Sans nous en rendre compte, plusieurs heures sont passées. Nous avons vite changé de sujet et je lui ai posé plein de questions sur ces différents travaux et il s’est fait une joie d’y répondre. Puis, un messager est arrivé et nous a rappelés que la fin de la journée arrivait. Elric discute avec lui en ce moment même et je me demande ce qu’ils peuvent bien se dire. Elric revient ensuite vers moi pour m’expliquer :
-Ils ne reviendront pas ce soir. Ils ont un contre-temps, mais ils pensent pouvoir revenir demain en fin d'après-midi.
-Ils n'ont pas de problème ?
-Non ne vous en faites pas, ce n'est pas la première fois qu'ils reviennent en retard. Dites-vous toujours qu'un plan ne se passe jamais comme prévu.
J'opine du chef puis le laisse pour terminer le ménage et pouvoir aller manger par la suite.
Le lendemain, je vais au marché afin de nous préparer un repas plus convenable que les deux derniers. Cela faisait un moment que je n’y étais pas allé. J’aime me balader entre les étalages et regarder les produits. N’étant pas pressé, je prends tout mon temps et fais mes achats pour les prochains jours. Les marchands que je côtoie habituellement me demandent comment je vais puisqu’il ne me voyait plus. Je prends le temps de discuter un peu avec eux. Ça fait du bien de revoir des connaissances.
De retour au manoir, je me mets derrière les fourneaux et prépare un repas simple, mais qui changera.

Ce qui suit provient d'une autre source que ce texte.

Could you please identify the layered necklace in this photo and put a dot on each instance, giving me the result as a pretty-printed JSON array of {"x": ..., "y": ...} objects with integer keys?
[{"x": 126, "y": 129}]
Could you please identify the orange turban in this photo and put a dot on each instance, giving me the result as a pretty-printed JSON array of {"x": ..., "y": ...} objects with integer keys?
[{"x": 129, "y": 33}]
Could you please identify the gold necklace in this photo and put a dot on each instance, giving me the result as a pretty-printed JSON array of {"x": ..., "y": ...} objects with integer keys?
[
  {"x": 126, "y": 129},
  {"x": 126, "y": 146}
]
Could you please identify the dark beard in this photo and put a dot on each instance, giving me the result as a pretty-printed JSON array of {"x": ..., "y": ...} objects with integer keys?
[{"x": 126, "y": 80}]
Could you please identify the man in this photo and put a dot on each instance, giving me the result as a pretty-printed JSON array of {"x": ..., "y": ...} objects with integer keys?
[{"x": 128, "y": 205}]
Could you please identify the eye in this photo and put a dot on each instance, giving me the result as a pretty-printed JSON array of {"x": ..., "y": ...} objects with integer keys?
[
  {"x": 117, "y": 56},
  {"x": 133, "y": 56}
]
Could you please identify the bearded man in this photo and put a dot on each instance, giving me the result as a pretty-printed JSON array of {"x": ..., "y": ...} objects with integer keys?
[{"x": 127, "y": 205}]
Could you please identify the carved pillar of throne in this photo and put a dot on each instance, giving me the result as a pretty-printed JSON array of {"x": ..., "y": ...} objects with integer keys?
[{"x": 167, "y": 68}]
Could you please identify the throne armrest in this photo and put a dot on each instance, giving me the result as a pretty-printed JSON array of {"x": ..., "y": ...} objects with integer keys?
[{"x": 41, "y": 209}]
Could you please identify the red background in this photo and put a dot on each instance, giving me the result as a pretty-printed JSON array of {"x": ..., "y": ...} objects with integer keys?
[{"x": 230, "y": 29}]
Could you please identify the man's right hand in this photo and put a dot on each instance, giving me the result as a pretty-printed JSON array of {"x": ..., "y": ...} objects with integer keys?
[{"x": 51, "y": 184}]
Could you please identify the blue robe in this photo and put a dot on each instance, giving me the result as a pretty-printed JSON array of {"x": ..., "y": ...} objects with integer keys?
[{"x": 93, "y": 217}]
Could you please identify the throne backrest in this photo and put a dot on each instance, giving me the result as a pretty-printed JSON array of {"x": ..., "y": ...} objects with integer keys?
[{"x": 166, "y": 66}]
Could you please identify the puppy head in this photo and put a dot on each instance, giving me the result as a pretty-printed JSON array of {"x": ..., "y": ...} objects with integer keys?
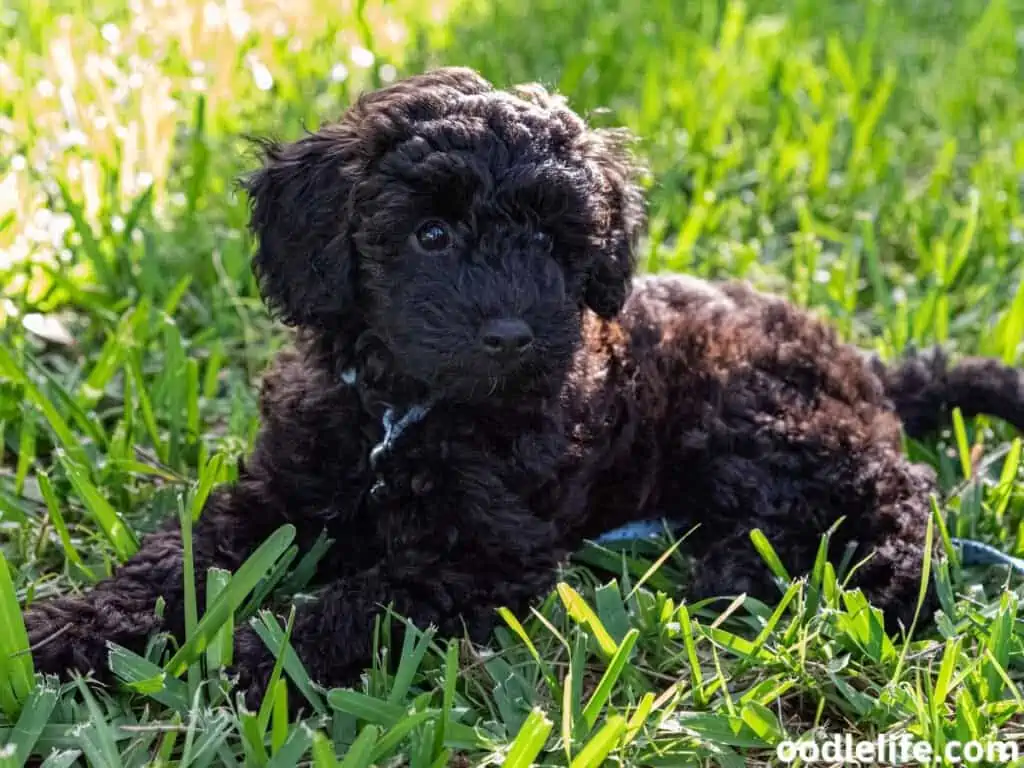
[{"x": 465, "y": 228}]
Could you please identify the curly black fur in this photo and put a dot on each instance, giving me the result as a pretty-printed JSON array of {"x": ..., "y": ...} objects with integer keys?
[{"x": 393, "y": 240}]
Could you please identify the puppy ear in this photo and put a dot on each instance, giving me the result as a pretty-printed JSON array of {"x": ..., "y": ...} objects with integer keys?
[
  {"x": 299, "y": 204},
  {"x": 301, "y": 201},
  {"x": 622, "y": 200}
]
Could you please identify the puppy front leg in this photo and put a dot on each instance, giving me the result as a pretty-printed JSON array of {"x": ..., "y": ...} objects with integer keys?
[{"x": 72, "y": 632}]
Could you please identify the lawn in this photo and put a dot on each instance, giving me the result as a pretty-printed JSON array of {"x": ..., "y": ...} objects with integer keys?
[{"x": 864, "y": 158}]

Je casse mes œufs, cuis mes légumes et la bonne odeur se diffuse dans tout le rez-de-chaussée en quelques minutes.
J’entends la grande porte d’entrée claquer puis la voix d’Elric complimentant l’odeur de mon plat. Je rigole et lui dis que ce sera bientôt prêt. Il installe la table et j’arrive avec les deux assiettes toutes chaudes. Dedans, j’y ai mis une omelette légèrement poivrée et quelques légumes cuisinés à côté. C’est un de mes plats préféré. Nous nous régalons de ce simple déjeuner.
Après avoir rangé, je m’entraîne à nouveau aux tirs puis je rejoins Elric dans son labo. J’aime bien cet endroit. On recommence à discuter et à bricoler comme hier. Puis un bruit de moteur se fait entendre nous laissant deviner l’arrivée de nos amis. Nous allons les accueillir et nous assurer que tout, c’est bien passé. Ils affichent des mines fatiguées, mais apparemment tout, c’est déroulé pour le mieux. J’ai même le droit à des explications détaillé et mimé de la part de Charles qui ne peut s’empêcher de vanter ses mérites. Il monte sur la table, fait des pirouettes et reprends des prises qu’il a utilisé. Il utilise également son frère pour ses démonstrations qui râle. Le pauvre homme fatigué est forcé par Charles de rester debout et de se laisser faire. Elric et Ruben s’amusent aussi face au spectacle qu’il nous offre. Seul M. Navarro est parti dans son bureau pour continuer de travailler. Si je dois bien lui reconnaître une qualité, c’est son implication dans tout ce qu’il entreprend.